MI5 has been criticised after it emerged that it had Khan, the Edgware Road bomber, and Tanweer, the Aldgate bomber, under surveillance before 7/7, but did not investigate them further, partly because they were not considered to be part of a terror plot, and partly due to a lack of resources.

MI5 is investigating about 1,200 British-based suspects believed to be involved in terrorist activities, many of whom are linked.

Meanwhile, the police are continuing to question the 23 men and women arrested last week, while searches go on at about 14 locations for evidence of a plot to destroy up to 10 transatlantic airliners in three attacks.

The intelligence agencies believe that a man currently being held may be one of the most senior al-Qa'ida figures in Britain.

Another significant figure in the alleged plot is Rashid Rauf, a British citizen from Birmingham whose surprise arrest forced Scotland Yard into carrying out last week's raids. Mr Rauf is considered to be a key suspect likely to have provided links with al-Qa'ida in Pakistan. MI5 and the police do not consider him to be the "mastermind".

Since his arrest in Pakistan, the security services in that country have given a series of unconfirmed briefings claiming that al-Qa'ida's leadership sanctioned the alleged airliner plot, and that Ayman al-Zawahiri, the terrorist organisation's second-in-command, is likely to have approved the plan. These allegations have not been confirmed by British anti-terrorist sources, some of whom have suggested that the Pakistani authorities are making exaggerated claims.

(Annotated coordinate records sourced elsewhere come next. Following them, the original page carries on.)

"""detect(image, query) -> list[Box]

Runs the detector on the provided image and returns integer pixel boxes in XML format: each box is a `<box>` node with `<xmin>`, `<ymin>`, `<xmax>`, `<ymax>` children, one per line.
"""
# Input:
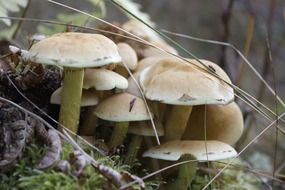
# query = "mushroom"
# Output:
<box><xmin>115</xmin><ymin>43</ymin><xmax>138</xmax><ymax>77</ymax></box>
<box><xmin>141</xmin><ymin>41</ymin><xmax>178</xmax><ymax>58</ymax></box>
<box><xmin>183</xmin><ymin>102</ymin><xmax>243</xmax><ymax>145</ymax></box>
<box><xmin>23</xmin><ymin>32</ymin><xmax>121</xmax><ymax>132</ymax></box>
<box><xmin>139</xmin><ymin>57</ymin><xmax>234</xmax><ymax>141</ymax></box>
<box><xmin>94</xmin><ymin>93</ymin><xmax>152</xmax><ymax>148</ymax></box>
<box><xmin>122</xmin><ymin>19</ymin><xmax>163</xmax><ymax>41</ymax></box>
<box><xmin>125</xmin><ymin>120</ymin><xmax>164</xmax><ymax>165</ymax></box>
<box><xmin>80</xmin><ymin>68</ymin><xmax>128</xmax><ymax>135</ymax></box>
<box><xmin>143</xmin><ymin>140</ymin><xmax>237</xmax><ymax>190</ymax></box>
<box><xmin>50</xmin><ymin>87</ymin><xmax>99</xmax><ymax>107</ymax></box>
<box><xmin>83</xmin><ymin>69</ymin><xmax>128</xmax><ymax>90</ymax></box>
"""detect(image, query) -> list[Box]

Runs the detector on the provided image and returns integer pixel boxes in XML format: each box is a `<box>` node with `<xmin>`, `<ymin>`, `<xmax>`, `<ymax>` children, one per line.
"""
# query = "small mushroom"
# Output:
<box><xmin>139</xmin><ymin>57</ymin><xmax>234</xmax><ymax>141</ymax></box>
<box><xmin>23</xmin><ymin>32</ymin><xmax>121</xmax><ymax>132</ymax></box>
<box><xmin>94</xmin><ymin>93</ymin><xmax>152</xmax><ymax>148</ymax></box>
<box><xmin>79</xmin><ymin>68</ymin><xmax>128</xmax><ymax>135</ymax></box>
<box><xmin>50</xmin><ymin>87</ymin><xmax>99</xmax><ymax>107</ymax></box>
<box><xmin>125</xmin><ymin>120</ymin><xmax>164</xmax><ymax>165</ymax></box>
<box><xmin>141</xmin><ymin>41</ymin><xmax>178</xmax><ymax>58</ymax></box>
<box><xmin>143</xmin><ymin>141</ymin><xmax>237</xmax><ymax>190</ymax></box>
<box><xmin>115</xmin><ymin>43</ymin><xmax>138</xmax><ymax>77</ymax></box>
<box><xmin>183</xmin><ymin>102</ymin><xmax>243</xmax><ymax>145</ymax></box>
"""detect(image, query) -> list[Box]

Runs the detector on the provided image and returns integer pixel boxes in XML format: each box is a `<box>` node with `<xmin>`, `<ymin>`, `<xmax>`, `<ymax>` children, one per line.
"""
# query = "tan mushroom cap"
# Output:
<box><xmin>122</xmin><ymin>19</ymin><xmax>162</xmax><ymax>41</ymax></box>
<box><xmin>135</xmin><ymin>56</ymin><xmax>165</xmax><ymax>72</ymax></box>
<box><xmin>183</xmin><ymin>102</ymin><xmax>243</xmax><ymax>145</ymax></box>
<box><xmin>125</xmin><ymin>72</ymin><xmax>142</xmax><ymax>98</ymax></box>
<box><xmin>117</xmin><ymin>43</ymin><xmax>138</xmax><ymax>70</ymax></box>
<box><xmin>126</xmin><ymin>57</ymin><xmax>164</xmax><ymax>97</ymax></box>
<box><xmin>94</xmin><ymin>93</ymin><xmax>153</xmax><ymax>122</ymax></box>
<box><xmin>128</xmin><ymin>120</ymin><xmax>164</xmax><ymax>137</ymax></box>
<box><xmin>143</xmin><ymin>140</ymin><xmax>237</xmax><ymax>161</ymax></box>
<box><xmin>139</xmin><ymin>57</ymin><xmax>234</xmax><ymax>105</ymax></box>
<box><xmin>142</xmin><ymin>41</ymin><xmax>178</xmax><ymax>57</ymax></box>
<box><xmin>28</xmin><ymin>32</ymin><xmax>121</xmax><ymax>68</ymax></box>
<box><xmin>50</xmin><ymin>87</ymin><xmax>99</xmax><ymax>107</ymax></box>
<box><xmin>83</xmin><ymin>69</ymin><xmax>128</xmax><ymax>90</ymax></box>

Pakistani intelligence officials have also said they are searching for three more suspects ­ a British Muslim of Afghan origin, an Eritrean national and a Pakistani ­ who have been named by people detained in Britain and Pakistan.

In a separate inquiry, it was disclosed yesterday that a 47-year-old man and 44-year-old woman were arrested at Holyhead port, on the Isle of Anglesey in north Wales, on Friday last week in an anti-terror investigation. It was not linked to the alleged airliner plot.

* A terminal at Tri-State airport in West Virginia was evacuated yesterday after two bottles of liquid found in a woman passenger's luggage twice tested positive for explosives. "The bomb squad is on site and the woman is being interviewed by the FBI," an airport spokeswoman said.